When he started a new case, Robert, for fun’s sake, drew a little miniature stick figure in the top corner of the sheet, the likes of which children usually draw: a ball for a head, a cucumber for a body, and sticks for arms and legs.

Same as always, the paper portrayed an amusing freakazoid. He looked at the photo of James Greenwood on a copy of the driver’s license and, to bring the picture closer to the original, added a goatee to the little man. Winking at James—meaning, “now, man, we will learn what’s behind your soul”—he drew close the reports on all of Mr. Greenwood’s financial transactions from the last six months.

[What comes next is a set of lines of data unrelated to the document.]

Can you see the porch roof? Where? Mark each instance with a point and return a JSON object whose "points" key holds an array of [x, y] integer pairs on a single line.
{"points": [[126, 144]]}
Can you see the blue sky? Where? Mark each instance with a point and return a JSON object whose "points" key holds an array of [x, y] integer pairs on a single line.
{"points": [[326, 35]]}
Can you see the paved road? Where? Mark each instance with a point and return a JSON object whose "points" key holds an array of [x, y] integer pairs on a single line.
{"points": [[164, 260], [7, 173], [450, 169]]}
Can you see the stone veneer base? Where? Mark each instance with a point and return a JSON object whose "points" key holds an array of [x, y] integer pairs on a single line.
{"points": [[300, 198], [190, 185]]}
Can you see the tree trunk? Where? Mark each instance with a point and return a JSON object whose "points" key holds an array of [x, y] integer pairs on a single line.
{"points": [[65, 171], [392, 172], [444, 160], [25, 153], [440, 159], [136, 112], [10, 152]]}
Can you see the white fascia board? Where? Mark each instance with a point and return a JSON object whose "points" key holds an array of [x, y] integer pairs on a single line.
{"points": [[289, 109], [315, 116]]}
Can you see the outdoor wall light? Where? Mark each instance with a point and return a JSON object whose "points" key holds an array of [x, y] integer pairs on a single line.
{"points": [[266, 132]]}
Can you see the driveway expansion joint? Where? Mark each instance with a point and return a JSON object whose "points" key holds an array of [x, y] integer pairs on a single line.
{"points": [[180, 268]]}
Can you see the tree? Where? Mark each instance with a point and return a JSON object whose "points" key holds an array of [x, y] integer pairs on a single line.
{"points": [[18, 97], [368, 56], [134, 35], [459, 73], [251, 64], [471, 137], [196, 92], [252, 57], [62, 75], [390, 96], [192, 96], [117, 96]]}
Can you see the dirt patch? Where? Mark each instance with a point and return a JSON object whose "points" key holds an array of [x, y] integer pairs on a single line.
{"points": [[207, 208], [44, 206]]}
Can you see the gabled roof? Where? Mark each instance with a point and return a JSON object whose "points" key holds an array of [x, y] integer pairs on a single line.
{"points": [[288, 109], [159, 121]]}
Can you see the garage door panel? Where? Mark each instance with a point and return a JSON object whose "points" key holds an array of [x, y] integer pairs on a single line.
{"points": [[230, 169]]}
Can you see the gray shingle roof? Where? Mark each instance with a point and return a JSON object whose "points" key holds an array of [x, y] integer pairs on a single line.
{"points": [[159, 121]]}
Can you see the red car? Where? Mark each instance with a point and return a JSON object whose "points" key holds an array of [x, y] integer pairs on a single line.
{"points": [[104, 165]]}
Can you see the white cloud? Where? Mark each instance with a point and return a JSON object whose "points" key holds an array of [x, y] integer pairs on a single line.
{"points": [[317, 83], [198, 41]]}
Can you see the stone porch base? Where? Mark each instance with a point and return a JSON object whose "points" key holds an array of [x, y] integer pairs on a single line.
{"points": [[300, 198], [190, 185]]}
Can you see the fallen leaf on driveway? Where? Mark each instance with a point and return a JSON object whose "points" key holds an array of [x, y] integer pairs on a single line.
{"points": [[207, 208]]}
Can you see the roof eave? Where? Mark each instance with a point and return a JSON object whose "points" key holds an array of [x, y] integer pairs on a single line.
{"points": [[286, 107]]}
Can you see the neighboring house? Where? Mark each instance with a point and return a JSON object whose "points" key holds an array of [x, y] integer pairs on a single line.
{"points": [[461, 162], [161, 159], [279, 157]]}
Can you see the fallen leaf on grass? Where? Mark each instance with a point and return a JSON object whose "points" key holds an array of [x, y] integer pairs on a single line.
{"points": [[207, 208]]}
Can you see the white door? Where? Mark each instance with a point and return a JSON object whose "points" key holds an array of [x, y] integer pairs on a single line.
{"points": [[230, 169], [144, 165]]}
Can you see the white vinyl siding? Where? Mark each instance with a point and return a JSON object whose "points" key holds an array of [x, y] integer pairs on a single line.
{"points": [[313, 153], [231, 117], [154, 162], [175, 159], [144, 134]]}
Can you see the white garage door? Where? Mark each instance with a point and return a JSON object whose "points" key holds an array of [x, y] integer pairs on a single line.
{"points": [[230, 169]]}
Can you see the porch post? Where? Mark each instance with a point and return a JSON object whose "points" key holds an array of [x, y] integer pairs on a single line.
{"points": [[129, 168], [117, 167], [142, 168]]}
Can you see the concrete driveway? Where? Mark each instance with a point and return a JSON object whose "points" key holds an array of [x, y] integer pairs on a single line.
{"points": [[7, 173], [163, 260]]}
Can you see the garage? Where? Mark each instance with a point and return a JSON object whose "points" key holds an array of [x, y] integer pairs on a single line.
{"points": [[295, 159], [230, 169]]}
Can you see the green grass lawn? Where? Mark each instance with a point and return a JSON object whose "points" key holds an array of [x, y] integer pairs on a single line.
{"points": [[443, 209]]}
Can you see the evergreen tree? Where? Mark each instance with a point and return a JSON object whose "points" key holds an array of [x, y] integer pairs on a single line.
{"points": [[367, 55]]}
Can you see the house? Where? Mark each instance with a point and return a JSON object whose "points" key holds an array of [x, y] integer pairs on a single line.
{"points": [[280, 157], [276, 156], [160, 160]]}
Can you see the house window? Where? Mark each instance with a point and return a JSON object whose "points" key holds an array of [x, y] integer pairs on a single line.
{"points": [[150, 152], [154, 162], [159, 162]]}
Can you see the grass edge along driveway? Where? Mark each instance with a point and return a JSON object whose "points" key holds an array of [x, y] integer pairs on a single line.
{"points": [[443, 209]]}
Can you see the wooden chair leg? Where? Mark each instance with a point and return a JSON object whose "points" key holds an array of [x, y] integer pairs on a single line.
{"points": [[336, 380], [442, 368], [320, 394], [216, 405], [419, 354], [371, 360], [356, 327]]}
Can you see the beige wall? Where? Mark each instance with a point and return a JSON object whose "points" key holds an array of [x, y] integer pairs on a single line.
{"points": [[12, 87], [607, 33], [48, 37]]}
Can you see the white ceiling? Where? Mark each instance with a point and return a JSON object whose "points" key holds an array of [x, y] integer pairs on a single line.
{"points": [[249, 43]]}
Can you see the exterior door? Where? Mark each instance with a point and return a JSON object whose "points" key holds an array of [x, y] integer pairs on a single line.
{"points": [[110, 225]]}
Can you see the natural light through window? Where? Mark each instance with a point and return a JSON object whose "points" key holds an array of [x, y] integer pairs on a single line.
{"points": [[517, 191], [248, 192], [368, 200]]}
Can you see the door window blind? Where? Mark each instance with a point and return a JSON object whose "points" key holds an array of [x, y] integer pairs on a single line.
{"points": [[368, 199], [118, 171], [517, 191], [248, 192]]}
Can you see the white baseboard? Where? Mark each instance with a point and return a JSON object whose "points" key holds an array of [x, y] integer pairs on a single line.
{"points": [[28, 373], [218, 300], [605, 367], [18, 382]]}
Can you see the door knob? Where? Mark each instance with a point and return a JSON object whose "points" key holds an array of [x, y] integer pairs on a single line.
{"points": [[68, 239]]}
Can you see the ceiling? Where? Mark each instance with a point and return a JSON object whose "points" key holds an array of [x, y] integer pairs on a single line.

Robert’s face grew serious.

Before we continue this story, we need to briefly clarify what Robert’s job consisted of. His agency helped people get Medicaid insurance. It is well-known that, in comparison with much other medical insurance, Medicaid is the best, especially for those who are elderly, chronically ill, and in need of home care. There is no surprise these folks want to have Medicaid.

However, to be entitled to Medicaid, a person must be at the poverty line. Is there any way to get it if you are not poor?

It turns out, one such way exists! You had to become allegedly poor, almost broke. Some people who own whole fortunes resort to all sorts of tricks: transfer savings to different funds, put their real estate under the relatives’ names, sell stock to fake individuals, etc. In short, they formally forego all their wealth and assets to obtain the longed-for Medicaid.